Trying to decide if I just bite the bullet and decide to use RouterOS instead on the CRS310 and try to turn off as much L3 functionality from the device as possible. I liked the idea of both switches mirroring each other.
Just switched them to see if that makes a difference, same results, so it’s either…
Configuration on the CRS310, which seems unlikely, not much in SwOS to change
Software bug with SwOS and the CRS310 when dual booting
Hardware issue
I did get both switches working before I added the VLANs, so I don’t think it’s hardware, but I do know a lot of devices did not support dual booting into SwOS for a few years, so maybe it’s residual
I’ll see if anyone else chimes in on this post and I’ll try RouterOS next week when I can manage the downtime appropriately.
Also in the VLANs members matrix, if you have only a single port selected, that vlan will be useless. You need at least two members per vlan for any traffic to be forwarded between ports. Just like a "single port switch" would be useless. In the example for the CSS610, vlan 20 is unusable. In the CRS310, 20, 40 and 50 are unusable. You have no access ports for Mac Studio (vlan 40), Mac Mini Server (vlan 50), Arch Server (vlan50) or Dell Monitor (vlan 40).
Turning on Port Isolation and Learning fixed the issue, thanks for the advice.
I have the trunk and the specific VLAN selected on each port, for example on the CSS610 port 1 is the trunk to the router so it has all VLAN’s selected.

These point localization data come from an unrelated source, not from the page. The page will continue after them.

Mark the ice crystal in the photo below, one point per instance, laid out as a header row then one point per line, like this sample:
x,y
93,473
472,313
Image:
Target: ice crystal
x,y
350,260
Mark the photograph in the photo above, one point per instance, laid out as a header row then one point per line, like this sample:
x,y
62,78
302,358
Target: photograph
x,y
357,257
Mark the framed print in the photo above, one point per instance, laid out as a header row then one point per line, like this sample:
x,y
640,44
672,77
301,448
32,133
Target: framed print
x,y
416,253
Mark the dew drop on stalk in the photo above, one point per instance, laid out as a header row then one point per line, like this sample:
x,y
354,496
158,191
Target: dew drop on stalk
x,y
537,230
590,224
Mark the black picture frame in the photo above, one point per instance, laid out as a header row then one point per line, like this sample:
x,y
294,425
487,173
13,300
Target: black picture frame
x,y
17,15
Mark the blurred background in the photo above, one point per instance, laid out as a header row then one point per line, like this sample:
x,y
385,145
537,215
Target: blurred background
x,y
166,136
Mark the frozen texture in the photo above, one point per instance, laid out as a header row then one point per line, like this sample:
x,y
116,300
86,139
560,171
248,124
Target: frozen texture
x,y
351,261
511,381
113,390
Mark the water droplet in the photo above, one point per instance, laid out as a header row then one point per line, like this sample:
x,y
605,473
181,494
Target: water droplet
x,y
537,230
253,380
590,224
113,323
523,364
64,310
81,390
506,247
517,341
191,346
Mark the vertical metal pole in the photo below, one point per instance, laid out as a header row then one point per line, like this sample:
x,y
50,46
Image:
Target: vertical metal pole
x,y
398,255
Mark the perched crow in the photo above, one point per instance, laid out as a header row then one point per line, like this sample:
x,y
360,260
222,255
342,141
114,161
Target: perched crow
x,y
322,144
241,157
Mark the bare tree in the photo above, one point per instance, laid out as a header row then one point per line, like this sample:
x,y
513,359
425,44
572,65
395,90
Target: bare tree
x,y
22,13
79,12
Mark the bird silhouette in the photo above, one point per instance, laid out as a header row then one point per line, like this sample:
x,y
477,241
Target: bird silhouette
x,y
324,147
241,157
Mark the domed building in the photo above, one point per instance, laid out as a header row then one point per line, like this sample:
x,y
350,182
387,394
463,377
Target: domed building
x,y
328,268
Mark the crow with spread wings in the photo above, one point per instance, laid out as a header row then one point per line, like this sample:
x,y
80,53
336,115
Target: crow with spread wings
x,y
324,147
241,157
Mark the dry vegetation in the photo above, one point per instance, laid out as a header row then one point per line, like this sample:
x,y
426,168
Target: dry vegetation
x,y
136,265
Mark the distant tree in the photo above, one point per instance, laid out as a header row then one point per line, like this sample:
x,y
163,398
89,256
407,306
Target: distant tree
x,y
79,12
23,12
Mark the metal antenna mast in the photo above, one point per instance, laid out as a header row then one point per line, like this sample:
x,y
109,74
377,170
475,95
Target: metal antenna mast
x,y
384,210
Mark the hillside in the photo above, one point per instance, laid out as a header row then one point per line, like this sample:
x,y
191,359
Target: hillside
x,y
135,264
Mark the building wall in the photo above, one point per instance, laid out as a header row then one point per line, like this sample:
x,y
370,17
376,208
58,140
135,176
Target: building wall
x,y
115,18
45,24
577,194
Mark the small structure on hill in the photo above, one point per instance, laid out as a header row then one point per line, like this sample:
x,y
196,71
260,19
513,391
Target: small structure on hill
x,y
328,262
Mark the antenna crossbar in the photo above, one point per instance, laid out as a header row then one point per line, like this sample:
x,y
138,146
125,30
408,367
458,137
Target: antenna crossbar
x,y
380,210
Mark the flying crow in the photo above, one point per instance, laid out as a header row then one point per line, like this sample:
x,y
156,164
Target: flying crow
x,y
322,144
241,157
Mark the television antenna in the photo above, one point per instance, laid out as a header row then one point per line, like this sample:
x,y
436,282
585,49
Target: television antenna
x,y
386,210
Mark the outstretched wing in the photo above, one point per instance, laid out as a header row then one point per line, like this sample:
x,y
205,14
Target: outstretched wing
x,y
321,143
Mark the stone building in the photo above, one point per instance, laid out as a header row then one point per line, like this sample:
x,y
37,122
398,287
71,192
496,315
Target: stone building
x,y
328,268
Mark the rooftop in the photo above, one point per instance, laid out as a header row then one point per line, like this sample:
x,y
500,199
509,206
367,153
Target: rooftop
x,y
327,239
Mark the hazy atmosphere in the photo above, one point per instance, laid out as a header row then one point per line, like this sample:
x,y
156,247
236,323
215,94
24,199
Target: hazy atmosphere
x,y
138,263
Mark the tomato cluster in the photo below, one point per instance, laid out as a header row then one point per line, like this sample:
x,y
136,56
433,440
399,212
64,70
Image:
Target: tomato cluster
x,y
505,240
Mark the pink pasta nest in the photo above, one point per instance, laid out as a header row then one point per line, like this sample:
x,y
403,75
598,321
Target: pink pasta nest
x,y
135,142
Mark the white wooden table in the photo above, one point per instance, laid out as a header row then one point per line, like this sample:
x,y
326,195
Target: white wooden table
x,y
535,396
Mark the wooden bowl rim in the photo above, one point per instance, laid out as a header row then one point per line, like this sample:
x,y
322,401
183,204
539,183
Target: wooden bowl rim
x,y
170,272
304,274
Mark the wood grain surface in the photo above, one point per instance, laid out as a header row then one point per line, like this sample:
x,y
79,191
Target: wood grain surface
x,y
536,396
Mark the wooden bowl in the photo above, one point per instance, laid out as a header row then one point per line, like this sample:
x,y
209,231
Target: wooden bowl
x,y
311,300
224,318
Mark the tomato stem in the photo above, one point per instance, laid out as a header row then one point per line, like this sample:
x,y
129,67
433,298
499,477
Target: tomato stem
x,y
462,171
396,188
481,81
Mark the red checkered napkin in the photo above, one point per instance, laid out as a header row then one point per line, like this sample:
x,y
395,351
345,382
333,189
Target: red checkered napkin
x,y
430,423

Then on the other ports I only have VLAN selected for what I want, most of those devices would be VLAN 40, so I select that VLAN and it gets the correct IP address.
This seems to work, so I’m a little confused by your comment.
I am saying that the screen shot from the CSS610 show vlan 20 (and 50) defined in the vlan table, but the only member port is the trunk port. So there currently isn't any port on the CSS610 (at the time of the screenshot) that could access either vlan 20 or vlan 50.
Also, while port 6 and 7 are configured with PVID 1 (What SwOS calls "Default VLAN ID"), the vlan 1 isn't defined in the VLAN table, and because strict is applied to the ports (what ROS calls ingress-filtering), any untagged packets being received on the port will be dropped. And tagged frames will also be dropped because VLAN Receive is set to "only untagged". So my guess is that a device plugged into port 6 or 7 will get a phy link connection, but no traffic will pass through the ports.
Not saying that is a bad thing to do, just be aware that no traffic will pass through ports 6 and 7 as configured.